Dalam ceramahnya Gus Baha memberi pengertian kepada semua yang hadir dalam majlis atau pengajiannya bahwa hidup dan mati manusia itu Allah yang tahu.
Dengan ketidaktahuan tersebut manusia memang harus selalu berhati-hati dalam kesehariaannya, jika manakala manusia itu diambil nyawanya (mati) dalam keadaan melakukan kebaikan atau sedang menanti-nanti kebaikan. Manusia tentunya diakhir hayatnya ingin selalu dapat melakukan amal ibadah yang diridhoi Allah dan wafat dalam keadaan Husnul Khotimah.
Menurut Gus Baha ketidakmampuan manusia mengelola nyawanya , sehingga organ tubuh manusia tanpa diketahui akan tetap bergerak.
“Sebetulnya kita zaman hidup pun nggak tau ngelola nyawa kita. Cara kerja jantung kita, cara kerja paru-paru kita, nanti setelah mati pun nggak tau caranya hidup,” ujar Gus Baha.
Kemudian Gus Baha mempertanyakan proses penciptaan manusia (hidup) dan setelah itu diambil nyawanya.
“Tapi anehnya kita, masa menungso wis dadi lemah bisa hidup lagi. Memangnya kita sekarang bisa hidup karena kita,” kata Gus Baha.
“Tapi anehnya kita, masa manusia sudah jadi tanah bisa hidup lagi. Memangnya kita sekarang bisa hidup karena kita,” kata Gus Baha.
Manusia diciptakan oleh Allah SWT akan tetapi tidak bisa memilih sesuai dengan kehidupan yang dinginkannya.
“Tau-tau ya hidup wis dadi anake wong mlarat, elek (sudah jadi anak yang melarat, jelek). Orang lain ditegur anake Kiai, Gus, Mulyo. Kita ndak ndak pernah bisa milih, milih bapak yo ora biso, ngerti-ngerti anake Karmin, anake Karlan, ya sudah ndak tahu,” ujar Gus Baha.

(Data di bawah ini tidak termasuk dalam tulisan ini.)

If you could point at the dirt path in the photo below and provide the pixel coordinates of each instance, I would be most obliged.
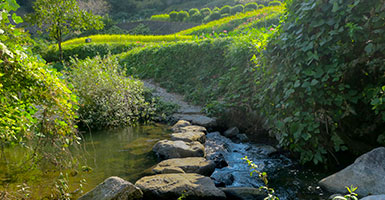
(186, 111)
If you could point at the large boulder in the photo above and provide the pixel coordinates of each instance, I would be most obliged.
(198, 119)
(375, 197)
(231, 132)
(173, 186)
(197, 165)
(192, 128)
(367, 173)
(180, 124)
(189, 137)
(114, 188)
(178, 149)
(244, 193)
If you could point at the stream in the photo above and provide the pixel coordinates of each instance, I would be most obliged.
(127, 153)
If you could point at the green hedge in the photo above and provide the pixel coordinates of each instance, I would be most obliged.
(322, 86)
(213, 72)
(83, 51)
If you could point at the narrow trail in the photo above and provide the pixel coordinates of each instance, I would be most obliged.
(186, 111)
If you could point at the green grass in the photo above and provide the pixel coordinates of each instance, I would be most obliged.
(232, 22)
(127, 39)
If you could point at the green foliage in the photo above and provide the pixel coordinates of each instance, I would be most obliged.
(61, 17)
(274, 3)
(351, 196)
(106, 97)
(261, 18)
(320, 75)
(251, 7)
(182, 15)
(197, 18)
(141, 29)
(225, 10)
(236, 9)
(263, 177)
(193, 11)
(95, 39)
(82, 51)
(212, 16)
(35, 103)
(205, 12)
(173, 16)
(161, 17)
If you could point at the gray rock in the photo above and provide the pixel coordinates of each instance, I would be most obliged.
(198, 119)
(180, 124)
(114, 188)
(173, 186)
(367, 173)
(242, 137)
(167, 170)
(193, 128)
(375, 197)
(197, 165)
(231, 132)
(189, 137)
(244, 193)
(178, 149)
(223, 179)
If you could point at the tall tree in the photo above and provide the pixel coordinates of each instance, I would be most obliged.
(60, 17)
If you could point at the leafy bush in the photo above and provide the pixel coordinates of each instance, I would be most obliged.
(126, 39)
(141, 29)
(216, 9)
(37, 107)
(182, 15)
(236, 9)
(251, 7)
(173, 16)
(205, 12)
(197, 18)
(107, 98)
(212, 16)
(230, 23)
(274, 3)
(193, 11)
(225, 10)
(85, 50)
(162, 17)
(323, 69)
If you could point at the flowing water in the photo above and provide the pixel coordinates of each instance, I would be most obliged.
(127, 153)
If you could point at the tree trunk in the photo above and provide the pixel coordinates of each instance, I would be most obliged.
(60, 50)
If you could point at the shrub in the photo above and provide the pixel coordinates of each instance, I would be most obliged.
(225, 10)
(173, 16)
(193, 11)
(197, 18)
(106, 97)
(162, 17)
(141, 29)
(182, 16)
(236, 9)
(319, 88)
(274, 3)
(251, 7)
(205, 12)
(83, 51)
(212, 16)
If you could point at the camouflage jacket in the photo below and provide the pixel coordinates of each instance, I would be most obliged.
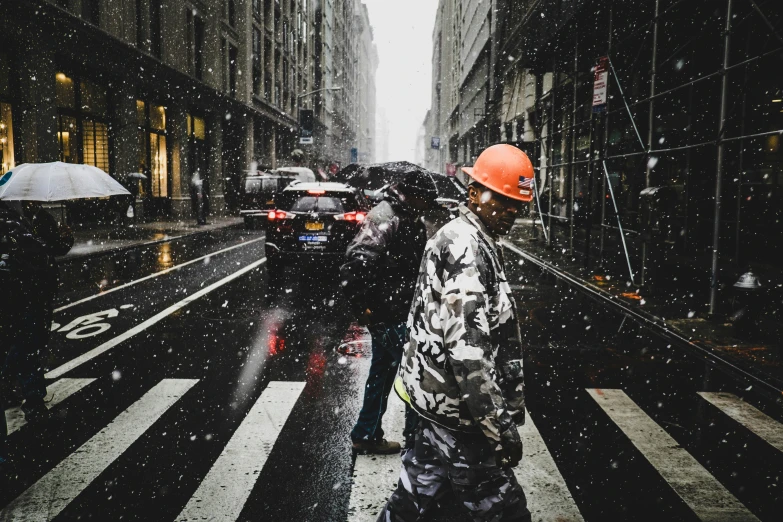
(462, 366)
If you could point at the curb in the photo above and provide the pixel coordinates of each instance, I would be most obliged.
(81, 257)
(768, 384)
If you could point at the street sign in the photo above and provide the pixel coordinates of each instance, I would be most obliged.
(601, 84)
(305, 126)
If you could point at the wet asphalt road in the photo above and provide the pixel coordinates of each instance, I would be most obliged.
(133, 320)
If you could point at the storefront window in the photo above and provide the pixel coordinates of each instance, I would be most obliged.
(6, 139)
(64, 91)
(160, 175)
(83, 129)
(153, 154)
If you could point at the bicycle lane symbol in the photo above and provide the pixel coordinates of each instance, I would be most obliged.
(88, 325)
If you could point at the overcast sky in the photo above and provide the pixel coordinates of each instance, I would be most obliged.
(403, 34)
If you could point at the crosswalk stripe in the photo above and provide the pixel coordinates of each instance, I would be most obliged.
(765, 427)
(707, 497)
(156, 274)
(224, 491)
(45, 499)
(547, 495)
(56, 393)
(155, 319)
(375, 476)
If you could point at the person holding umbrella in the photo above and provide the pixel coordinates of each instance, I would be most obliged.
(30, 238)
(378, 276)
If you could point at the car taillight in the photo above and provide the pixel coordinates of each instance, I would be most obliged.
(356, 217)
(278, 215)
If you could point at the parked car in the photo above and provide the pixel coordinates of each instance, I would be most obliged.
(259, 191)
(312, 225)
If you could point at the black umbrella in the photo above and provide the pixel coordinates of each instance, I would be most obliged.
(378, 176)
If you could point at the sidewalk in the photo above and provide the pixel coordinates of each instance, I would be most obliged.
(675, 311)
(105, 239)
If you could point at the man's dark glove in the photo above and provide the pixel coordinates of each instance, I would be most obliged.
(510, 453)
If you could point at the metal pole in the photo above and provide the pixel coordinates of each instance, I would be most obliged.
(572, 170)
(741, 161)
(550, 138)
(589, 195)
(538, 204)
(619, 221)
(602, 231)
(719, 167)
(650, 129)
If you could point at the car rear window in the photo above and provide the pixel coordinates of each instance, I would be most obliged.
(329, 203)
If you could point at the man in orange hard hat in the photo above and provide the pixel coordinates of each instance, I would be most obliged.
(462, 366)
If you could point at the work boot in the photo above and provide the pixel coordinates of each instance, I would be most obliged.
(35, 410)
(376, 447)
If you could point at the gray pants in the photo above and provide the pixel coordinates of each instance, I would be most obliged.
(465, 463)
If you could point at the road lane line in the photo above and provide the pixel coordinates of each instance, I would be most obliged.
(224, 491)
(108, 345)
(702, 492)
(375, 476)
(56, 393)
(156, 274)
(45, 499)
(547, 494)
(765, 427)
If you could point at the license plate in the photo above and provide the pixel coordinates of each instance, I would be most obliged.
(313, 239)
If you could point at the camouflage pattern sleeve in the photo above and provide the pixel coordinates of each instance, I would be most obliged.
(465, 319)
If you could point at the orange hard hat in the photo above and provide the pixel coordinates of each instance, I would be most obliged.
(506, 170)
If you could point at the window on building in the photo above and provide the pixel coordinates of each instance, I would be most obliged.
(257, 68)
(6, 139)
(153, 154)
(155, 32)
(231, 12)
(233, 56)
(91, 11)
(139, 25)
(195, 43)
(83, 128)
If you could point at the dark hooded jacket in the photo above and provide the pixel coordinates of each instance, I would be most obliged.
(382, 262)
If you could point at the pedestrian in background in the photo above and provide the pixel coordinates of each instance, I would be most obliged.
(198, 198)
(462, 366)
(30, 238)
(378, 277)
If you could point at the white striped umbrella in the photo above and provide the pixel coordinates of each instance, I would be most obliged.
(57, 181)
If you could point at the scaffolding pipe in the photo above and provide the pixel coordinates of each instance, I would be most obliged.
(572, 169)
(619, 222)
(604, 151)
(551, 156)
(719, 167)
(650, 130)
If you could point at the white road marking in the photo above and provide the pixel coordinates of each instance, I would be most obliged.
(224, 491)
(375, 476)
(108, 345)
(765, 427)
(547, 495)
(156, 274)
(707, 497)
(56, 393)
(45, 499)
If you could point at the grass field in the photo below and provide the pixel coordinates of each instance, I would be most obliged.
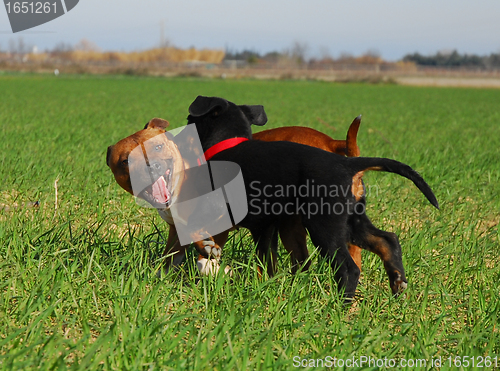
(78, 284)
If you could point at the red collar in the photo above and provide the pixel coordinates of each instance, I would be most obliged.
(221, 146)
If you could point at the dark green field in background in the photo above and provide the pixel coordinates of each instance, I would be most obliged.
(78, 282)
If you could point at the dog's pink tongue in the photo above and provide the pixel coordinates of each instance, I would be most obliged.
(160, 191)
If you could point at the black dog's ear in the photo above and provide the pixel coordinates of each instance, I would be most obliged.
(255, 114)
(203, 105)
(157, 123)
(108, 155)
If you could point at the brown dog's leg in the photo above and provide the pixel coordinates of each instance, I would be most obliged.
(385, 245)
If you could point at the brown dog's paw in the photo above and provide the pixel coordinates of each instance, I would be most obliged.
(212, 249)
(208, 267)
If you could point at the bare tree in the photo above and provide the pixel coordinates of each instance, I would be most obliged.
(19, 46)
(299, 52)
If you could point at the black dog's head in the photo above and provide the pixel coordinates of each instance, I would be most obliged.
(217, 119)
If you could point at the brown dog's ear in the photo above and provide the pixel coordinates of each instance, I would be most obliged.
(203, 105)
(108, 155)
(157, 123)
(255, 114)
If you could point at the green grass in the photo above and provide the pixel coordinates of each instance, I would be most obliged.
(78, 285)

“Tahu-tahunya hidup sudah menjadi anak orang miskin, jelek. Orang lain dipanggil anaknya Kiai, Gus, Mulyo. Kita tidak pernah bisa memilih, pilih bapak ya tidak bisa, tahu-tahunya anaknya Karmin, anaknya Karlan, ya sudah tidak tahu,” kata Gus Baha.
Sebagai hamba Allah manusia harus percaya apapun yang terjadi didunia ini berada dalam kekuasaan-Nya dan meyakini diciptakannya manusia untuk beribadah kepada-Nya. Allah lah yang menghidupkan dan mematikan manusia.
“Artinya gini, ya sudah ya Allah ketika saya hidup ya ndak tau kenapa saya hidup, pasti Engkau yang menghdidupkan. Ketika saya mati nggak tau kenapa saya mati, pasti Engkau yang menghidupkan dan mematikan,” pungkas Gus Baha.
“Artinya seperti ini, ya sudah ya Allah ketika saya hidup ya tidak tahu kenapa saya hidup, pasti Engkau yang menghidupkan. Ketika saya mati tidak tahu kenapa saya mati, pasti Engkau yang menghidupkan dan mematikan,” pungkas Gus Baha.
Karena ketidaktahuan manusia apa yang akan terjadi pada diri manusia saat ini dan yang akan datang dengan berdo’a dan meyakini bahwa Allah SWT mempunyai sifat pengasih dan penyayang. Dengan demikian kita harus senantiasa khusnudhon kepada Allah SWT.
“Maka saya akan baik-baik saja di akhirat, karena ketika di dunia Tuhannya ya Engkau, ketika di akhirat Tuhannya Engkau, dan sifat Engkau tidak akan pernah berubah, tetap ya Arhamurrokhimin,” kata Gus Baha.
Demikianlah nasihat dari Gus Baha bahwa Allah SWT yang menghidupkan dan mematikan kita semua.